NYT correspondent not expelled, says China
China said that it did not expel a New York Times correspondent and blamed his previous employer for the visa controversy as it failed to undertake the proper procedure when he quit that organisation.
Beijing: China on Friday said that it did not expel a New York Times correspondent and blamed his previous employer for the visa controversy as it failed to undertake the proper procedure when he quit that organisation.
NYT journalist Chris Buckley`s visa application has not been processed as an international news agency for which he worked for earlier or the American daily complied with regulations, Foreign Ministry spokesperson Hua Chunying told a media briefing here today.
Asked whether the denial of accreditation was due to the Times recent report about the accumulation of USD 2.7 billion assets by Chinese Premier Wen Jiabao, Hua said Beckley`s previous employer (Thomson Reuters) has not notified his decision to quit the organisation nor Buckley has returned his previous accreditation card, which was mandatory requirement.
"So we do not know who is Chris Buckley`s employer at the moment.
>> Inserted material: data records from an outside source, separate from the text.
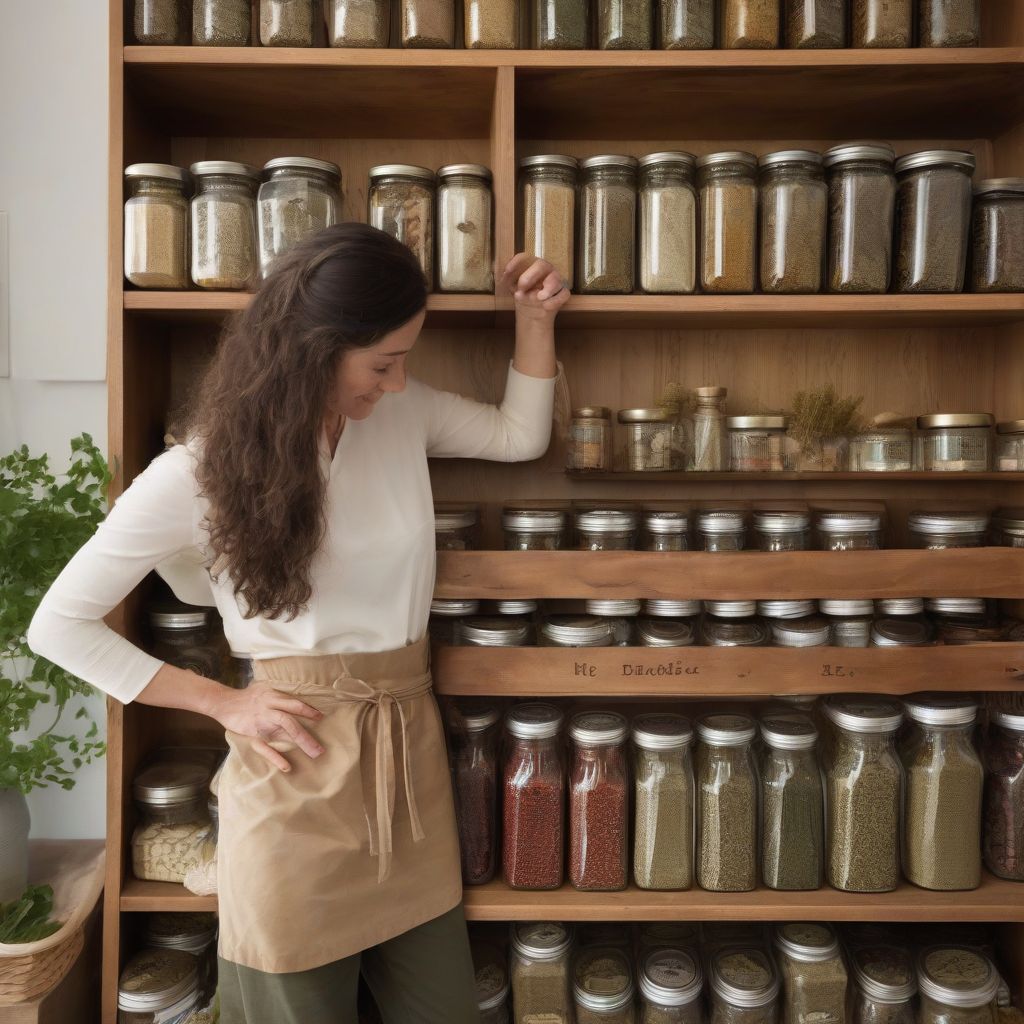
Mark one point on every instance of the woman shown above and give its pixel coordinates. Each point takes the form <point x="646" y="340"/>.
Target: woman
<point x="304" y="485"/>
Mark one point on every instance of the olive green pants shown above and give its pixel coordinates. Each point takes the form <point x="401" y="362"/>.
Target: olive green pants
<point x="424" y="976"/>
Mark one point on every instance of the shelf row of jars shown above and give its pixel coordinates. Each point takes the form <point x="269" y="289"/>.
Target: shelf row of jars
<point x="853" y="220"/>
<point x="606" y="25"/>
<point x="851" y="811"/>
<point x="241" y="220"/>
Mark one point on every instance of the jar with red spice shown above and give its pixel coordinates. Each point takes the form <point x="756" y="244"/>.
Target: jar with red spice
<point x="598" y="802"/>
<point x="535" y="798"/>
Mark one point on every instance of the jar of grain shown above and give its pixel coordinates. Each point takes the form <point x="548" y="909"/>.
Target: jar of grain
<point x="365" y="24"/>
<point x="299" y="197"/>
<point x="861" y="211"/>
<point x="728" y="221"/>
<point x="794" y="217"/>
<point x="548" y="203"/>
<point x="668" y="223"/>
<point x="863" y="794"/>
<point x="400" y="202"/>
<point x="157" y="226"/>
<point x="223" y="225"/>
<point x="607" y="224"/>
<point x="465" y="240"/>
<point x="933" y="220"/>
<point x="997" y="229"/>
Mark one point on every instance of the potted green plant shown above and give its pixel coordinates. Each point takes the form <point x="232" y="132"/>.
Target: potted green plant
<point x="44" y="519"/>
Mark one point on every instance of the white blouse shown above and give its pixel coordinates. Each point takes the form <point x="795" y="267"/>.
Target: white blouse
<point x="373" y="578"/>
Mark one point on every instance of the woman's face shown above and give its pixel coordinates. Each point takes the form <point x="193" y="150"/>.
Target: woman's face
<point x="366" y="375"/>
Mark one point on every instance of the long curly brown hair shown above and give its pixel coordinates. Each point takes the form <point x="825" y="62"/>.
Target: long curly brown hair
<point x="259" y="410"/>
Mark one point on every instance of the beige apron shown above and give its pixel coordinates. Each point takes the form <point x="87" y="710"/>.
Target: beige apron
<point x="348" y="849"/>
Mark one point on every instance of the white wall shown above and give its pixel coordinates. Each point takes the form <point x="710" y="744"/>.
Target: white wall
<point x="53" y="133"/>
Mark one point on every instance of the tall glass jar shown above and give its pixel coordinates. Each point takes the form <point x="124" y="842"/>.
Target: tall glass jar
<point x="794" y="217"/>
<point x="607" y="225"/>
<point x="299" y="197"/>
<point x="534" y="799"/>
<point x="933" y="209"/>
<point x="663" y="772"/>
<point x="548" y="201"/>
<point x="401" y="203"/>
<point x="728" y="221"/>
<point x="465" y="241"/>
<point x="793" y="813"/>
<point x="727" y="804"/>
<point x="668" y="223"/>
<point x="944" y="780"/>
<point x="223" y="225"/>
<point x="863" y="795"/>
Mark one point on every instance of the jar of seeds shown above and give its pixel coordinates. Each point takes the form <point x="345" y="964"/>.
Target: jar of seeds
<point x="607" y="224"/>
<point x="728" y="221"/>
<point x="794" y="216"/>
<point x="944" y="778"/>
<point x="727" y="804"/>
<point x="299" y="197"/>
<point x="401" y="202"/>
<point x="861" y="212"/>
<point x="548" y="203"/>
<point x="668" y="223"/>
<point x="863" y="795"/>
<point x="933" y="209"/>
<point x="157" y="226"/>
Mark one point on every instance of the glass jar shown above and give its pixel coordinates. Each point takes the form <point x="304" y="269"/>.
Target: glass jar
<point x="727" y="804"/>
<point x="465" y="241"/>
<point x="157" y="226"/>
<point x="607" y="225"/>
<point x="814" y="977"/>
<point x="997" y="230"/>
<point x="286" y="23"/>
<point x="861" y="212"/>
<point x="223" y="225"/>
<point x="863" y="795"/>
<point x="933" y="207"/>
<point x="548" y="203"/>
<point x="401" y="203"/>
<point x="540" y="968"/>
<point x="956" y="441"/>
<point x="668" y="223"/>
<point x="944" y="779"/>
<point x="364" y="24"/>
<point x="728" y="221"/>
<point x="299" y="198"/>
<point x="663" y="774"/>
<point x="535" y="799"/>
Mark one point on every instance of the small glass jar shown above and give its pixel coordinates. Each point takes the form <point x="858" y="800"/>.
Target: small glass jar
<point x="607" y="225"/>
<point x="668" y="223"/>
<point x="548" y="187"/>
<point x="299" y="198"/>
<point x="997" y="230"/>
<point x="933" y="219"/>
<point x="363" y="24"/>
<point x="757" y="443"/>
<point x="157" y="226"/>
<point x="728" y="221"/>
<point x="465" y="241"/>
<point x="863" y="795"/>
<point x="956" y="442"/>
<point x="664" y="802"/>
<point x="727" y="804"/>
<point x="861" y="212"/>
<point x="223" y="225"/>
<point x="401" y="203"/>
<point x="534" y="801"/>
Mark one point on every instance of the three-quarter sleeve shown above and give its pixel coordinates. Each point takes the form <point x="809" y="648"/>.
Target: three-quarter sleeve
<point x="154" y="519"/>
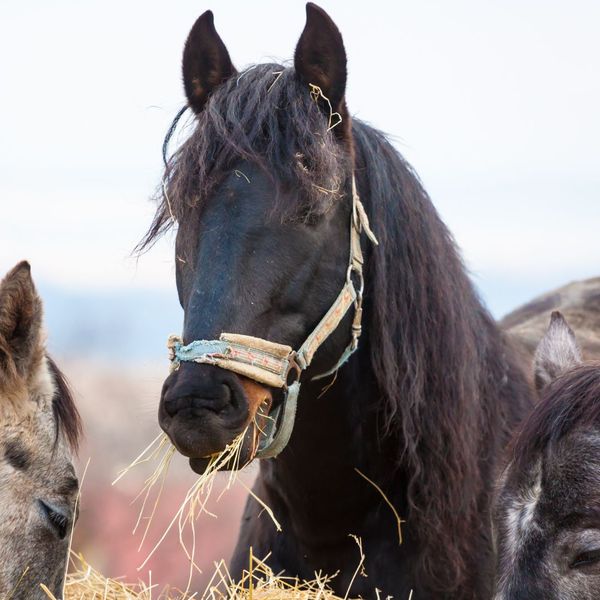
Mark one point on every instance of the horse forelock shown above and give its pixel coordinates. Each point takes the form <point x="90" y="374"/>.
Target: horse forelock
<point x="264" y="116"/>
<point x="66" y="415"/>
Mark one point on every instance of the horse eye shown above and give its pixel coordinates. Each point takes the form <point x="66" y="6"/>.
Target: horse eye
<point x="586" y="559"/>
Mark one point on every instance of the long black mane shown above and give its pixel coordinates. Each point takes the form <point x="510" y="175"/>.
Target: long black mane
<point x="439" y="361"/>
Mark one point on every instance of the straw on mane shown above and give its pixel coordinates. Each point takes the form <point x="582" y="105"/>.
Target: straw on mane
<point x="435" y="352"/>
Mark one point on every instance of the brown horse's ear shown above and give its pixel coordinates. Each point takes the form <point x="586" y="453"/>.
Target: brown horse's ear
<point x="206" y="62"/>
<point x="320" y="57"/>
<point x="557" y="352"/>
<point x="20" y="320"/>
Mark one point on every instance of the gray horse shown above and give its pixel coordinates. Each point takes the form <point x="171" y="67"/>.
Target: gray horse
<point x="39" y="431"/>
<point x="547" y="512"/>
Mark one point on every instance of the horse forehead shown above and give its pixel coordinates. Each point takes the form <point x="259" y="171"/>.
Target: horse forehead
<point x="572" y="469"/>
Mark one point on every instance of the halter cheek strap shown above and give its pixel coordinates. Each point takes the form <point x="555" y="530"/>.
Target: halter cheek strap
<point x="276" y="364"/>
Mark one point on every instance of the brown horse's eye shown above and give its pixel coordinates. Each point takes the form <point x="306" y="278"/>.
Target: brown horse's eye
<point x="586" y="559"/>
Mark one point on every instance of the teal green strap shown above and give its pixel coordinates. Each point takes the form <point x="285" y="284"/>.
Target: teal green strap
<point x="278" y="434"/>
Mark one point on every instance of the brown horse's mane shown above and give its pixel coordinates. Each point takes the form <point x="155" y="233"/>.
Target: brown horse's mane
<point x="447" y="384"/>
<point x="569" y="403"/>
<point x="66" y="415"/>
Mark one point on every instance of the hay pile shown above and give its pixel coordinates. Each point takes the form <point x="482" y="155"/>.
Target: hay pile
<point x="259" y="583"/>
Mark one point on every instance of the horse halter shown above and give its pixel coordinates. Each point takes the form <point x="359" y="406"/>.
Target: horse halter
<point x="278" y="365"/>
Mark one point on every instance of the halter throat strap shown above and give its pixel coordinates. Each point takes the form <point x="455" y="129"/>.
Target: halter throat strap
<point x="278" y="365"/>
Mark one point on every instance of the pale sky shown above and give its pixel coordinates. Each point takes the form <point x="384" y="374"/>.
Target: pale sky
<point x="494" y="103"/>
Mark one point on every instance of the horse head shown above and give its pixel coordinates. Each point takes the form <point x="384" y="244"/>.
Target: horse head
<point x="547" y="517"/>
<point x="262" y="196"/>
<point x="38" y="435"/>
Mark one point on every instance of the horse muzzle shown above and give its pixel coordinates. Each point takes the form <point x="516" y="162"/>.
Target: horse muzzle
<point x="203" y="408"/>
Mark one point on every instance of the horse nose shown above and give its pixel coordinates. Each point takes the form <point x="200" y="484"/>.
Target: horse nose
<point x="58" y="519"/>
<point x="197" y="400"/>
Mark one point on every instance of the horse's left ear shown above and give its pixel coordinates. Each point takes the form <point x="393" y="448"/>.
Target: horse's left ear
<point x="320" y="57"/>
<point x="557" y="352"/>
<point x="206" y="62"/>
<point x="20" y="320"/>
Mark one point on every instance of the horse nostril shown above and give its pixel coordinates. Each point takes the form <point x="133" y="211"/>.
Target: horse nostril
<point x="216" y="401"/>
<point x="56" y="518"/>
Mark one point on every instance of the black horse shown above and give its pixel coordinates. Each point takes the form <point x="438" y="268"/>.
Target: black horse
<point x="262" y="194"/>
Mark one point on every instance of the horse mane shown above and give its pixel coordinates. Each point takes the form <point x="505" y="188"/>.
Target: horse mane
<point x="569" y="403"/>
<point x="439" y="360"/>
<point x="66" y="415"/>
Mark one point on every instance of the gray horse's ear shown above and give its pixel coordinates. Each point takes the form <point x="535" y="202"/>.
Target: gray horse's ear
<point x="20" y="321"/>
<point x="557" y="352"/>
<point x="206" y="62"/>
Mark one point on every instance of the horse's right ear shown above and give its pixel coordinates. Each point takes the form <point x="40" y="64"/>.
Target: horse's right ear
<point x="206" y="62"/>
<point x="557" y="352"/>
<point x="320" y="57"/>
<point x="20" y="321"/>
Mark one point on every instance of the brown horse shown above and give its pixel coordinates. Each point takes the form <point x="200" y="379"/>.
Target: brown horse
<point x="39" y="431"/>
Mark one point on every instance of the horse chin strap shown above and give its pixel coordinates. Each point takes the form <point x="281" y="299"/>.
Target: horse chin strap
<point x="278" y="365"/>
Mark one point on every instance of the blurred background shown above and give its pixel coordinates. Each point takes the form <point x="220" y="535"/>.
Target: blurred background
<point x="495" y="104"/>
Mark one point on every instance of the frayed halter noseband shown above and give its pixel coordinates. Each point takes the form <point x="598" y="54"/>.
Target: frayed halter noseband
<point x="277" y="365"/>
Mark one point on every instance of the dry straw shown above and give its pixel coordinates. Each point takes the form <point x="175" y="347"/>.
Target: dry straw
<point x="258" y="583"/>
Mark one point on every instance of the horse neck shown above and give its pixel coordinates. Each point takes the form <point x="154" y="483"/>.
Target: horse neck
<point x="334" y="435"/>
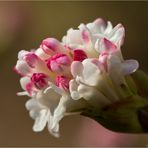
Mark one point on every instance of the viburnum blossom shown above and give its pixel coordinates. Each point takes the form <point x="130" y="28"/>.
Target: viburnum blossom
<point x="84" y="71"/>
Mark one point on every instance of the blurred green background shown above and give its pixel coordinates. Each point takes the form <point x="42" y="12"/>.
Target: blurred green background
<point x="23" y="25"/>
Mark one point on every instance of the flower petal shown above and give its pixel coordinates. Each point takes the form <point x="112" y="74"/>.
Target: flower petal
<point x="41" y="120"/>
<point x="93" y="96"/>
<point x="91" y="72"/>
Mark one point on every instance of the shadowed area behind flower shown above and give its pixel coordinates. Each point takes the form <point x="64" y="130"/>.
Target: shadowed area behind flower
<point x="34" y="36"/>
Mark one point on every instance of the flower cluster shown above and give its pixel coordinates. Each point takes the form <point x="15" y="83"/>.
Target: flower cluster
<point x="85" y="70"/>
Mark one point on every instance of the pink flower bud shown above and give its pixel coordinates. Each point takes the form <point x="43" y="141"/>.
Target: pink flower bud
<point x="58" y="62"/>
<point x="31" y="59"/>
<point x="79" y="55"/>
<point x="62" y="82"/>
<point x="51" y="46"/>
<point x="39" y="80"/>
<point x="30" y="88"/>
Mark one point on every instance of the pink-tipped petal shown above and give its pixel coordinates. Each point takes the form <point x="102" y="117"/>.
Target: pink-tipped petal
<point x="22" y="68"/>
<point x="39" y="80"/>
<point x="58" y="62"/>
<point x="31" y="59"/>
<point x="129" y="66"/>
<point x="62" y="82"/>
<point x="79" y="55"/>
<point x="51" y="46"/>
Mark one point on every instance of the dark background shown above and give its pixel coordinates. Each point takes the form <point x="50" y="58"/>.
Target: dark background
<point x="23" y="25"/>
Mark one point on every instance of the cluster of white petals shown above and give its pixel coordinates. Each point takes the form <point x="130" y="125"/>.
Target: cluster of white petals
<point x="85" y="70"/>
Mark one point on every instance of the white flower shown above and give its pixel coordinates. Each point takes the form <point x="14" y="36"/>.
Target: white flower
<point x="100" y="81"/>
<point x="45" y="78"/>
<point x="88" y="36"/>
<point x="86" y="70"/>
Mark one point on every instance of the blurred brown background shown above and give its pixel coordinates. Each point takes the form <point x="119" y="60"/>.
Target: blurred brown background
<point x="23" y="25"/>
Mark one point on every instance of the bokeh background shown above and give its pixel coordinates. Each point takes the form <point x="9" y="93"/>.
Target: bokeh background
<point x="23" y="25"/>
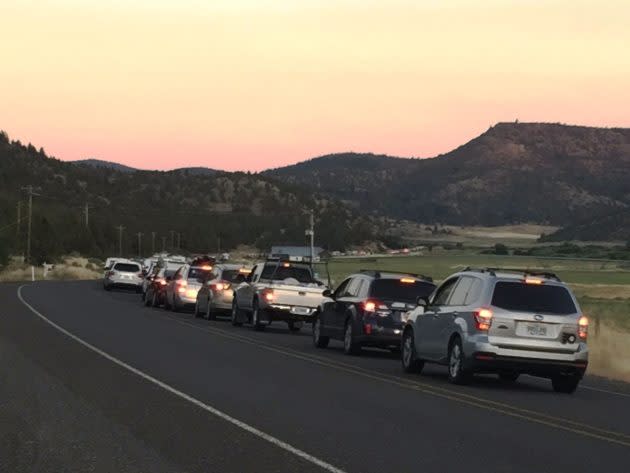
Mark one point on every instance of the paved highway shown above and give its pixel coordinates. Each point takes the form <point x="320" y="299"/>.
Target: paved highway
<point x="93" y="381"/>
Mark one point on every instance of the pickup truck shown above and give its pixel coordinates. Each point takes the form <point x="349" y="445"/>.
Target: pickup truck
<point x="277" y="290"/>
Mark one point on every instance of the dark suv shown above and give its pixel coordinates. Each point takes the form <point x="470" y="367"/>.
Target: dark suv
<point x="367" y="309"/>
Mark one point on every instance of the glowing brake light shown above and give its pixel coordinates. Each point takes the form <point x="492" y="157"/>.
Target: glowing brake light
<point x="583" y="327"/>
<point x="483" y="319"/>
<point x="267" y="295"/>
<point x="533" y="281"/>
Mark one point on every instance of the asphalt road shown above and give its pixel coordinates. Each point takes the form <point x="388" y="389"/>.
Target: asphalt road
<point x="136" y="389"/>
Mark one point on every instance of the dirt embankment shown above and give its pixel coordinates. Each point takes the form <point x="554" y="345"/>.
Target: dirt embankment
<point x="609" y="353"/>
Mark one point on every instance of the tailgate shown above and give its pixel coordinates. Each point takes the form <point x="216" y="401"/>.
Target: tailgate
<point x="527" y="331"/>
<point x="297" y="295"/>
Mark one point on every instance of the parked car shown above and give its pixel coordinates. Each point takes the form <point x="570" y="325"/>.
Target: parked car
<point x="217" y="292"/>
<point x="157" y="282"/>
<point x="277" y="290"/>
<point x="124" y="274"/>
<point x="509" y="322"/>
<point x="181" y="291"/>
<point x="367" y="310"/>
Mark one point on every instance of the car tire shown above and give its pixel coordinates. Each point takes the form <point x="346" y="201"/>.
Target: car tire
<point x="350" y="346"/>
<point x="410" y="361"/>
<point x="319" y="340"/>
<point x="256" y="317"/>
<point x="566" y="384"/>
<point x="235" y="314"/>
<point x="509" y="376"/>
<point x="457" y="374"/>
<point x="294" y="326"/>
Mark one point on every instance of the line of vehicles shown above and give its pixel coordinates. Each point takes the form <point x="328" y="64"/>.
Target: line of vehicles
<point x="479" y="320"/>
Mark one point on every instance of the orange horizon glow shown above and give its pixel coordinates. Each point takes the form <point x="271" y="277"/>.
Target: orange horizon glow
<point x="252" y="85"/>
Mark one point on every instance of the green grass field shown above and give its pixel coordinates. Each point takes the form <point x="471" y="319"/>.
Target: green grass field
<point x="602" y="288"/>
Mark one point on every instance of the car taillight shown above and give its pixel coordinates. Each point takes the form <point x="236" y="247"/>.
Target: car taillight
<point x="374" y="306"/>
<point x="268" y="295"/>
<point x="483" y="319"/>
<point x="222" y="286"/>
<point x="583" y="327"/>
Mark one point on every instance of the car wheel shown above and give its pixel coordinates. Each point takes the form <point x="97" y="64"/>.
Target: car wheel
<point x="210" y="315"/>
<point x="509" y="376"/>
<point x="235" y="315"/>
<point x="256" y="318"/>
<point x="294" y="326"/>
<point x="319" y="340"/>
<point x="566" y="384"/>
<point x="456" y="371"/>
<point x="350" y="346"/>
<point x="411" y="364"/>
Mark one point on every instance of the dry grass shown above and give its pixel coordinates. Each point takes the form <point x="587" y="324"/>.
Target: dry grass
<point x="73" y="268"/>
<point x="610" y="353"/>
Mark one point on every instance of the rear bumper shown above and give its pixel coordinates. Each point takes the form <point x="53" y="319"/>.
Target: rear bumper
<point x="380" y="337"/>
<point x="483" y="362"/>
<point x="289" y="313"/>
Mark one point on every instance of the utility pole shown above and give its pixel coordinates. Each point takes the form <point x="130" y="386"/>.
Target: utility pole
<point x="17" y="228"/>
<point x="311" y="232"/>
<point x="29" y="190"/>
<point x="86" y="213"/>
<point x="120" y="230"/>
<point x="140" y="244"/>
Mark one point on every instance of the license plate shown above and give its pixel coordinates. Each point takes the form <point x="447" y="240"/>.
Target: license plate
<point x="536" y="330"/>
<point x="301" y="310"/>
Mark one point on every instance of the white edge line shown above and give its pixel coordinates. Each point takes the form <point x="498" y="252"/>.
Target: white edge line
<point x="248" y="428"/>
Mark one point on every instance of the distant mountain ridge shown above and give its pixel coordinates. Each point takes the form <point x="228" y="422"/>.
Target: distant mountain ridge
<point x="99" y="163"/>
<point x="514" y="172"/>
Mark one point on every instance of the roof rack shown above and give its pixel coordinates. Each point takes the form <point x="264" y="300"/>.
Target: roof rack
<point x="530" y="272"/>
<point x="376" y="273"/>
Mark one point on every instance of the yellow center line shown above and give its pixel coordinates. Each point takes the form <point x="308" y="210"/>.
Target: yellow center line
<point x="426" y="388"/>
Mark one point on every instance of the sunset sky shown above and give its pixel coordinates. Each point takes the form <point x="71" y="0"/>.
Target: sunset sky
<point x="246" y="84"/>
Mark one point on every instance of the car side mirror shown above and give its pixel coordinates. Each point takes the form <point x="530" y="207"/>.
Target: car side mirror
<point x="423" y="301"/>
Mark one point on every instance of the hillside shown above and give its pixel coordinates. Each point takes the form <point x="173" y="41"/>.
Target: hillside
<point x="515" y="172"/>
<point x="99" y="163"/>
<point x="203" y="207"/>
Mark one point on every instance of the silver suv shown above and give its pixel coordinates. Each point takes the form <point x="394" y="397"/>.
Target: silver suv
<point x="492" y="320"/>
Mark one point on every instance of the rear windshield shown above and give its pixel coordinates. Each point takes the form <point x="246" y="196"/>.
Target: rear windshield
<point x="300" y="273"/>
<point x="521" y="297"/>
<point x="230" y="274"/>
<point x="198" y="274"/>
<point x="395" y="290"/>
<point x="127" y="268"/>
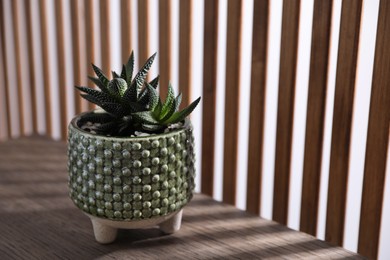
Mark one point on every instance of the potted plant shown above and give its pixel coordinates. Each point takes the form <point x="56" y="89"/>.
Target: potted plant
<point x="131" y="162"/>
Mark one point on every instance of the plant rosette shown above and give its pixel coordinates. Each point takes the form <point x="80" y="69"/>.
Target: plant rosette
<point x="131" y="182"/>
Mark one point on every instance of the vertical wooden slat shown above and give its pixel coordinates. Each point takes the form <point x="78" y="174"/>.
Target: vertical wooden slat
<point x="143" y="31"/>
<point x="5" y="68"/>
<point x="46" y="65"/>
<point x="377" y="141"/>
<point x="210" y="63"/>
<point x="320" y="42"/>
<point x="105" y="36"/>
<point x="342" y="120"/>
<point x="257" y="104"/>
<point x="287" y="74"/>
<point x="90" y="46"/>
<point x="126" y="29"/>
<point x="233" y="50"/>
<point x="30" y="46"/>
<point x="185" y="45"/>
<point x="61" y="67"/>
<point x="75" y="15"/>
<point x="15" y="21"/>
<point x="165" y="45"/>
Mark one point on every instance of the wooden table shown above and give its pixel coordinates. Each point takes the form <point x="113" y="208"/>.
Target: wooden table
<point x="39" y="221"/>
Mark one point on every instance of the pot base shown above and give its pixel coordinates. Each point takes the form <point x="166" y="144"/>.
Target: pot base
<point x="106" y="230"/>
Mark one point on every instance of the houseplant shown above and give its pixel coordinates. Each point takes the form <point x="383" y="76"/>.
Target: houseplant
<point x="131" y="163"/>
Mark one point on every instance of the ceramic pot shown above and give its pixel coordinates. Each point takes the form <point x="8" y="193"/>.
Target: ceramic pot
<point x="132" y="182"/>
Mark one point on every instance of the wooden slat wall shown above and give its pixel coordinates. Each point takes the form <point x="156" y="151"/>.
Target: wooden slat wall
<point x="15" y="26"/>
<point x="46" y="66"/>
<point x="165" y="45"/>
<point x="105" y="36"/>
<point x="342" y="120"/>
<point x="377" y="141"/>
<point x="126" y="30"/>
<point x="34" y="112"/>
<point x="233" y="49"/>
<point x="61" y="67"/>
<point x="185" y="44"/>
<point x="210" y="63"/>
<point x="75" y="16"/>
<point x="287" y="75"/>
<point x="257" y="104"/>
<point x="5" y="68"/>
<point x="315" y="114"/>
<point x="143" y="31"/>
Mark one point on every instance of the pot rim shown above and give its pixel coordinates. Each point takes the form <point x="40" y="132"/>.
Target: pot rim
<point x="74" y="127"/>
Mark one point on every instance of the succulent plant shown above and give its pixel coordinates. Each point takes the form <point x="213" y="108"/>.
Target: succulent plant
<point x="131" y="104"/>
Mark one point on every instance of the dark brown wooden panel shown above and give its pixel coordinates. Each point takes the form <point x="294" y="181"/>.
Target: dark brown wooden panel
<point x="185" y="57"/>
<point x="105" y="36"/>
<point x="377" y="141"/>
<point x="46" y="65"/>
<point x="75" y="16"/>
<point x="30" y="46"/>
<point x="5" y="68"/>
<point x="257" y="104"/>
<point x="18" y="61"/>
<point x="126" y="29"/>
<point x="90" y="28"/>
<point x="165" y="45"/>
<point x="61" y="67"/>
<point x="287" y="75"/>
<point x="143" y="31"/>
<point x="210" y="63"/>
<point x="232" y="97"/>
<point x="318" y="79"/>
<point x="342" y="119"/>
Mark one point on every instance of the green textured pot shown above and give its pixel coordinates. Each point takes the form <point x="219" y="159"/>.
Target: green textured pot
<point x="132" y="182"/>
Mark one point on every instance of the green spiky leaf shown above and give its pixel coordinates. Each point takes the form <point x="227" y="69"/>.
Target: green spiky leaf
<point x="99" y="84"/>
<point x="129" y="67"/>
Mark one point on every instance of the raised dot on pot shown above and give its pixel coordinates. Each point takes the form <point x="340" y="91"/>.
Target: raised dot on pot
<point x="145" y="153"/>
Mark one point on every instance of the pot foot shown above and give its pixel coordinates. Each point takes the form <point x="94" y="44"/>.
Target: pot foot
<point x="173" y="224"/>
<point x="103" y="234"/>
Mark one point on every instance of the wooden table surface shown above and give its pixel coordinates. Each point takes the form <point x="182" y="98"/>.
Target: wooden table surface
<point x="39" y="221"/>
Therefore his application as journalist of the NYT does not meet the regulations of the Chinese side. So there is no such thing of the rejection of visa extension and there is no such thing of Chris being expelled," she said.
"From recent reports of certain media we can see that, these media still looking at China through coloured lens. They report China with stereo type. We hope that they can keep up pace with China and report China in objective and just manners," she said.
Australian national Buckley, who worked in China for over a decade, had to leave for Hong Kong with his family towards the end of December after failing to secure the accreditation which is mandatory to get resident visa.
NYT also alleged that besides Buckley`s visa, China has also kept its new Beijing bureau chief Philip P Pan`s accreditation pending. Pan reportedly applied in March, but his visa has not been processed.
Hua also denied any prevalence of press censorship in the media, while responding to question about allegations by Chinese journalists of Southern Weekly in Guangdong province that a Communist party official interfered in their reporting.
"No so called news censorship in China. Chinese government protects freedom of news report and has given full play to news media in terms of supervision," she said.
In an unprecedented action, several journalists of the weekly protested the interference by Tuo Zhen, the propaganda chief of Guangdong province in altering its New Year editorial removing all critical references. The journalists openly called for his removal.
All local media in China is controlled by the government and no private media has not yet been permitted.